Celestia: TIA token inflation poses a problem
Every project developed in the cryptocurrency sector is based on tokenomics designed to manage the issuance and distribution of its tokens. This formula, which was initially community-based, has since given way to a model that is more favorable to early investors, such as venture capital firms.
As a result, the issuance of these native cryptocurrencies goes through regular token unlock procedures in order to bring an ever-increasing proportion of the available supply to market. This is particularly the case for the Celestia project, with unlocks that can sometimes reach $1 billion.

Celestia’s TIA token is down 92% from its last all-time high
Added to this logic is the principle of staking, which is directly linked to the proof-of-stake consensus mechanism. The problem? This formula, which appears very profitable for those seeking passive returns, involves the payment of rewards that some consider too high. This is particularly true given that the TIA token has fallen by more than 90% since its all-time high in February 2024.
This highly inflationary logic has been clearly highlighted by the project’s co-founder, John Alder, in a reflection published on the Celestia Forum. On the agenda: a proposal to develop a new experimental consensus mechanism called “Proof of Governance.”
Towards a new “Proof of Governance” consensus?
In order to remedy this proof-of-stake model, which is considered problematic for the development of the Celestia project, John Alder is proposing a new type of consensus.
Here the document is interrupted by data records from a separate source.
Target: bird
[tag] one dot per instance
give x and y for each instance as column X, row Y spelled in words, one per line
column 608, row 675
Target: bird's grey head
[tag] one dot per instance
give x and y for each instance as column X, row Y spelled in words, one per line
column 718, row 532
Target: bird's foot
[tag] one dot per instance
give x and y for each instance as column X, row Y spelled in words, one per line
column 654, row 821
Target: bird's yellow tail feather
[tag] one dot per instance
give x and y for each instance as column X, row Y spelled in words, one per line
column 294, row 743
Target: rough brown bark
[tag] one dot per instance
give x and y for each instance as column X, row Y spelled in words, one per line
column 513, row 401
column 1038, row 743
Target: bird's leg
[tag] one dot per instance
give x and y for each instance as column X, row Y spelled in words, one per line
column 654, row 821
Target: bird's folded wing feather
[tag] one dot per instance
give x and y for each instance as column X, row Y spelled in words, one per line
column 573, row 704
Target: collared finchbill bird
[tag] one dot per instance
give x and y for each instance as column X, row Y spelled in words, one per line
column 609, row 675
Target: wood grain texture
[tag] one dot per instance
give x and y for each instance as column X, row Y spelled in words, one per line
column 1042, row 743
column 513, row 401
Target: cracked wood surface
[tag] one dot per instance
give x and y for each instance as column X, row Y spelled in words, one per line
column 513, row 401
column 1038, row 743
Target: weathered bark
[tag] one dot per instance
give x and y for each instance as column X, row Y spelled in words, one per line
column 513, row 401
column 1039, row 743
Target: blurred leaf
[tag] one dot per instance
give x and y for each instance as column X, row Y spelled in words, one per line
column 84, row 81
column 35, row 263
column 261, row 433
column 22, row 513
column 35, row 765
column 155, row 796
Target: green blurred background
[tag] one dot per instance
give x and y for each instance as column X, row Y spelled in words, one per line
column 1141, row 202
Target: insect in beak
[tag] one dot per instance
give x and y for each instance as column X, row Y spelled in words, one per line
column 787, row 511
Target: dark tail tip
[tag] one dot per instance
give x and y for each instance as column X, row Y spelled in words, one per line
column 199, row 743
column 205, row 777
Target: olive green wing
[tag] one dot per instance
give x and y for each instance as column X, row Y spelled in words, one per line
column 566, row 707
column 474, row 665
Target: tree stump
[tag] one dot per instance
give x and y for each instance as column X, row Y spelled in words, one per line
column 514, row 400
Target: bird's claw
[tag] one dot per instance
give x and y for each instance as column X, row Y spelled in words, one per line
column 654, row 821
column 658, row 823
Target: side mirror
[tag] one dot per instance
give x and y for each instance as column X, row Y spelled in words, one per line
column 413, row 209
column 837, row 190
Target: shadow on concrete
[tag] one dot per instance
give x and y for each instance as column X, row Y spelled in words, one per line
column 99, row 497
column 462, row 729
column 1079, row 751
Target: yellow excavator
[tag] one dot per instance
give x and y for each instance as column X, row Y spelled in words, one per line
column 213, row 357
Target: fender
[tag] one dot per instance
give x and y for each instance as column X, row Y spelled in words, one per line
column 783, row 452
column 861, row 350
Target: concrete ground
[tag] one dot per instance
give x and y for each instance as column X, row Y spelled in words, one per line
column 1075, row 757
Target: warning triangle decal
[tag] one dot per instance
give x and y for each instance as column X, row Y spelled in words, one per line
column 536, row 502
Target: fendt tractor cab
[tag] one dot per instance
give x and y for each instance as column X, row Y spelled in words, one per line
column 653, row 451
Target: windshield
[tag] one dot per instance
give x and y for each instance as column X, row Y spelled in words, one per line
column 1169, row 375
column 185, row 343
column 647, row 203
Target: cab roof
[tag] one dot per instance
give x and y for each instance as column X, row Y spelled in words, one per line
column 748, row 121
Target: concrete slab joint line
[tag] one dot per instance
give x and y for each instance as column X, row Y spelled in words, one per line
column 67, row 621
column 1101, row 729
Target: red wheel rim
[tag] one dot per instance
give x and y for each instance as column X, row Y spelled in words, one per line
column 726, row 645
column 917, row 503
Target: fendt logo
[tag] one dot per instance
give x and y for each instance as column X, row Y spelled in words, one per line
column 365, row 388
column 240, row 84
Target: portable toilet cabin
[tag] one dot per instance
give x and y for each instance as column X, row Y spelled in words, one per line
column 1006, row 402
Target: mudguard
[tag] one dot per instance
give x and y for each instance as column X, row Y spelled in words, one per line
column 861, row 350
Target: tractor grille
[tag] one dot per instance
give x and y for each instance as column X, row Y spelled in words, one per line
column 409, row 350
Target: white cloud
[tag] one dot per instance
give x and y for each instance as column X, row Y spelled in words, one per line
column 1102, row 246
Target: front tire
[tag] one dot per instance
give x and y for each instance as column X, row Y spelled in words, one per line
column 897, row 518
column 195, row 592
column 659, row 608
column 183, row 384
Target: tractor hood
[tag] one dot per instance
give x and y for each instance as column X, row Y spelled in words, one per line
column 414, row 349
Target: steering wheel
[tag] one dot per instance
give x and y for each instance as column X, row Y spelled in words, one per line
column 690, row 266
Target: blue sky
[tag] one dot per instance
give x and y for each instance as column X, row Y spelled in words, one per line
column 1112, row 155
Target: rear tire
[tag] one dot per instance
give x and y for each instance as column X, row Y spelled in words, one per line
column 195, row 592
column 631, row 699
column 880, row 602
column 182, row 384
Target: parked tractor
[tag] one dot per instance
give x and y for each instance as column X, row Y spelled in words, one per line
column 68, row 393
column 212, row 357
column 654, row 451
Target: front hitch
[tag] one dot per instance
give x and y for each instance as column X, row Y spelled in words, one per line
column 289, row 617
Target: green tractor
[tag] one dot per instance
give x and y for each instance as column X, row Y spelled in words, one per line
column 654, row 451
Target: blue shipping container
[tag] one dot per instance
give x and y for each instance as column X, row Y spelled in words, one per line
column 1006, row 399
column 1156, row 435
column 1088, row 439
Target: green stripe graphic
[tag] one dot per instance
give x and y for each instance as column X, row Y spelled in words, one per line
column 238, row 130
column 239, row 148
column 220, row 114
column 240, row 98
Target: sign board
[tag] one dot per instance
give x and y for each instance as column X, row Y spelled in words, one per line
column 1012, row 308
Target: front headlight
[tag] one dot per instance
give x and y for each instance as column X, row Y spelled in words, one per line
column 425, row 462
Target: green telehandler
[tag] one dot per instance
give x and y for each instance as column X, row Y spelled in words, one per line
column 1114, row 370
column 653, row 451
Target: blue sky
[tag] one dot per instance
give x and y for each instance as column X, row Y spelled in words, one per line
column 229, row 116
A formula stripped of what he identifies as “redundant steps.” That is, a pure and simple cancellation of rewards paid to stakers in order to focus on validators.
Proof of Governance (PoG) is the natural conclusion of staking derivatives. [It] would allow the protocol to reduce issuance by a factor of 20, from 5% to 0.25%, without lowering security.
John Alder
An internal dynamic change whose main consequence would be to allow the Celestia blockchain to gain more direct control over the revenue it generates, with the role of TIA token holders being reduced to choosing the network operators.
This new Proof of Governance consensus therefore renders the principle of staking completely unnecessary, as it is now separate from the activity of validators. This option is intended to avoid the use of liquid staking tokens (LSTs), which are considered complicated and unprofitable. It remains to be seen how the community will react.